Перед трактиром на главной улице выступал Адонато Леотелли, ярко сияя под солнечными лучами своей лысиной. Рядом Луаффин играла на лютне, а окружающая толпа вполне доброжелательно внимала обоим.
Нирания приблизилась, когда вдохновенный рассказчик уже завершал:
— И это я прочёл в Королевском Дворце перед ярлом! Как думаете, добрые горожане, сочинить ли нечто подобное о сегодняшней казни презренных воров?
Ему в ответ прогудели:
— Сочини! С тебя не убудет.
Другой голос воскликнул:
— Поведай лучше, что тебе сказали во Дворце! Не отвлекай нас вопросами своими! Говорят, господа тебя высмеяли за книжку про Олафа! Правда же?
Адонато без малейшего смущения взмахнул руками:
— Молодая госпожа изволила сказать, что ей весьма понравилась моя книга об Олафе и посоветовала съездить в Драконий Предел. Ведь там недавно вновь изловили дракона.
— Ну и поезжай!
— Говорят, Элисиф велела в Солитьде сжигать чучело Олафа чуть не каждый день.
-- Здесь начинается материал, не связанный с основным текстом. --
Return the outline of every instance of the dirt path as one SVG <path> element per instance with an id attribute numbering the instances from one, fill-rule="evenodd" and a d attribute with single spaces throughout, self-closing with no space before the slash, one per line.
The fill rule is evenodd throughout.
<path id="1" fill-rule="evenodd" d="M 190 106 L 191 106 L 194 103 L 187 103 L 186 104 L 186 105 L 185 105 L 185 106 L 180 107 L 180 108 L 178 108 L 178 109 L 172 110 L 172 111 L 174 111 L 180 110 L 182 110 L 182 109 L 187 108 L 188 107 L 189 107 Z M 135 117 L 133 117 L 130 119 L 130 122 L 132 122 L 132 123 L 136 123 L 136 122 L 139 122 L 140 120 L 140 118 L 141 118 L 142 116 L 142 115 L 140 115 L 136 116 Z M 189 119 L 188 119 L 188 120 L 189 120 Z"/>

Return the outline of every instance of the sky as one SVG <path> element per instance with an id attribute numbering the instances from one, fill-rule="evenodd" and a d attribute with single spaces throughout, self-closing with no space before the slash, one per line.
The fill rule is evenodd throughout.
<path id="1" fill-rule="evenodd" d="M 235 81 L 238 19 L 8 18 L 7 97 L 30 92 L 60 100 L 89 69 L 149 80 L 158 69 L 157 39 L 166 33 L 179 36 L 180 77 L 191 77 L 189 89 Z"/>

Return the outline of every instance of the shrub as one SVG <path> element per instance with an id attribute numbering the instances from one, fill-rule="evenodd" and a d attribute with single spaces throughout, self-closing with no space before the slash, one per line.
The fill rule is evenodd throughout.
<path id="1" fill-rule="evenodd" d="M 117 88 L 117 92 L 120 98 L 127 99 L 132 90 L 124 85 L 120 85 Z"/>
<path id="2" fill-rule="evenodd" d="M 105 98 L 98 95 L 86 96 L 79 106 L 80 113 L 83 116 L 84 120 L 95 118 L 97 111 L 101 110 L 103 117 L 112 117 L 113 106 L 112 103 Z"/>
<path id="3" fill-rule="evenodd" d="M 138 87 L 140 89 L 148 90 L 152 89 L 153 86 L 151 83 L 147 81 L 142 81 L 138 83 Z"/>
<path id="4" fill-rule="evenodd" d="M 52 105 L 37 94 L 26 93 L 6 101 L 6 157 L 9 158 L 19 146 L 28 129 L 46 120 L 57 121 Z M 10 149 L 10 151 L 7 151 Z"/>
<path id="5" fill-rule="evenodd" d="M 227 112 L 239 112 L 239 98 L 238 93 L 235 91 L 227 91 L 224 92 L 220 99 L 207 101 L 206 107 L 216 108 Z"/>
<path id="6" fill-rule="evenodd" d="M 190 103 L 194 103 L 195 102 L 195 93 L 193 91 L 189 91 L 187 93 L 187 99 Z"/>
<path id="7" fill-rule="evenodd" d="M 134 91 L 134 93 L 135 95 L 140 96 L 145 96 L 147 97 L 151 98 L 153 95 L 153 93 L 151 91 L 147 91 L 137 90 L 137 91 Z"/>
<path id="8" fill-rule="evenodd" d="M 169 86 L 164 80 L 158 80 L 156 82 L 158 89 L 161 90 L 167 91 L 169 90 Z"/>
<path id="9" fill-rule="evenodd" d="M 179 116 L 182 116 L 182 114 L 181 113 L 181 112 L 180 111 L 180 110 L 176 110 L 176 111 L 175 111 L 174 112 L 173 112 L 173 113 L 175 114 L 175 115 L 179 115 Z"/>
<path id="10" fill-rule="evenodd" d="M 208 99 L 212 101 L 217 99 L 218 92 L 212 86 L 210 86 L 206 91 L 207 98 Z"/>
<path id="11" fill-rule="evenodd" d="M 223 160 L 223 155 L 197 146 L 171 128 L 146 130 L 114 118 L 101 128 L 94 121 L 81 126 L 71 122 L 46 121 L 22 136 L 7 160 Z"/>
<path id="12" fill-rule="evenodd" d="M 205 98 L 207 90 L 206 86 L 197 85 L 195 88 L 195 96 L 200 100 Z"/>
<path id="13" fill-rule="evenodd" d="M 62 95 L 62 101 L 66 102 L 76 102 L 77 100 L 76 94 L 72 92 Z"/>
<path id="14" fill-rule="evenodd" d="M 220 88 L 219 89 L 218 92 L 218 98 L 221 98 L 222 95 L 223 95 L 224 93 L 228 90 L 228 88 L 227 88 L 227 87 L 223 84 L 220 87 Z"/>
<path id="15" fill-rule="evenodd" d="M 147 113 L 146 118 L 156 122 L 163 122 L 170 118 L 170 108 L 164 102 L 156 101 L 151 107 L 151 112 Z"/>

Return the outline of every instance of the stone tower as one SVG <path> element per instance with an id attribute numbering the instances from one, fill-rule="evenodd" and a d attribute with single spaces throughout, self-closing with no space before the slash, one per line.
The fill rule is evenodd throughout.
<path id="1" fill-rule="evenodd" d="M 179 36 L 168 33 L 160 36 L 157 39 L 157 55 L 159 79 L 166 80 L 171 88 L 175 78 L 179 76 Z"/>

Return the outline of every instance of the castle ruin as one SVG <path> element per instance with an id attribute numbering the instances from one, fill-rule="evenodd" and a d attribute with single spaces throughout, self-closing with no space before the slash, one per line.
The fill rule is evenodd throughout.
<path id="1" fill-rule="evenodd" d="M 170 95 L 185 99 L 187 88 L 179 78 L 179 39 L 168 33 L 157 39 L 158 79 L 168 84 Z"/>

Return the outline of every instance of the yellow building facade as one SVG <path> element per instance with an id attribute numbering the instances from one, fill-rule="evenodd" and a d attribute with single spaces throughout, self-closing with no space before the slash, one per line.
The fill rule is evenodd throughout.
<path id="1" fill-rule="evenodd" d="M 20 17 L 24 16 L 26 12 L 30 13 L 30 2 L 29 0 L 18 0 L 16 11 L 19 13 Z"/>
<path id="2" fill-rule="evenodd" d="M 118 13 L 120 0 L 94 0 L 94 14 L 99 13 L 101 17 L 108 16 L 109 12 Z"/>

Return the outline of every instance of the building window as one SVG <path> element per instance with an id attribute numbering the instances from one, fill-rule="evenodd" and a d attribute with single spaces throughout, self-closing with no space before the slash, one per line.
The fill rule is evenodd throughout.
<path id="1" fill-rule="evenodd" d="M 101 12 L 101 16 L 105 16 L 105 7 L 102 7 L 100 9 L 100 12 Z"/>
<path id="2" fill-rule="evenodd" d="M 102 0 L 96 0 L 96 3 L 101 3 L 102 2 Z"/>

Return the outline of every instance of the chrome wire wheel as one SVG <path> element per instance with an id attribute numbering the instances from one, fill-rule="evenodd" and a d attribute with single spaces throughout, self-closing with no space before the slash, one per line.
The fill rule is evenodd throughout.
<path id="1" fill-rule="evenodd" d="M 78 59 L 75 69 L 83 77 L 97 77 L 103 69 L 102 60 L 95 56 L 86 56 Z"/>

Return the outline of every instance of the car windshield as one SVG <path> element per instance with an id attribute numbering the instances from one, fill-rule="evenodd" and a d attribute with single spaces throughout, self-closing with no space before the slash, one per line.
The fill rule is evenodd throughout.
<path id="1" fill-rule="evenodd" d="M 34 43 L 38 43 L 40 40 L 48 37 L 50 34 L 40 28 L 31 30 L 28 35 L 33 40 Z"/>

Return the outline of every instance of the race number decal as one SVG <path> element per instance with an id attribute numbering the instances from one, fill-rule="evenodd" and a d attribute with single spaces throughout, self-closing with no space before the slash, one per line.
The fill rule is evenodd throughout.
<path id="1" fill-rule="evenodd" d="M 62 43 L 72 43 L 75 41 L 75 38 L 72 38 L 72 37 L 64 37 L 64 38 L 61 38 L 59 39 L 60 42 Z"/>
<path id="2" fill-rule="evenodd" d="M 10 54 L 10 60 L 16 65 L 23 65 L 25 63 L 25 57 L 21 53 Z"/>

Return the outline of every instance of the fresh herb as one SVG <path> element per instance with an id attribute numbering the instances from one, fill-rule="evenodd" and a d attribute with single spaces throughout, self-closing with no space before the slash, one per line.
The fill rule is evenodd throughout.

— Раз в неделю, уж не каждый день! Да теперь, верно, не сжигают.
— Так высмеяли или нет?
— Ульфрик и сам умеет говорить по-драконьи, как и Олаф.
Голова вновь разболелась, так что Нирания, стараясь не слушать эту весёлую болтовню, поскорее протиснулась к нужным дверям.
Трактир под названием «Очаг и свеча» стоял здесь уже несколько столетий, если не тысячу лет. Во всяком случае, выглядел он очень древним, построенным по-старинному. Красивое крепкое здание, совсем не изящное, тяжеловесное, холодное — сердце этого города, такое же недоброе и мрачное, словно билось в самих этих стенах. Более полутора сотен лет назад скорбящий сын зажёг над очагом свечу в память о погибшем отце, и с тех пор свеча эта горела, не угасая. Так всегда говорили. Хотя Нирания и не очень верила в это странное предание, но невысокая свечка действительно стояла на большом очаге в зале второго этажа, и никто не думал убирать её оттуда.
В небольшом нижнем зале навязчиво пахло яблочным пирогом, жареной рыбой и ещё чем-то запеченным и невероятно вкусным. Каменные стены были кое-где отделаны дорогим деревом. Широкая лестница на второй этаж начиналась почти от самого входа, и оттуда доносились весёлые голоса — всё же кто-то не пожелал слушать Адонато. А напротив двери у дальней стены за прилавком возилась с кружками владелица заведения, Эльда Ранний Рассвет.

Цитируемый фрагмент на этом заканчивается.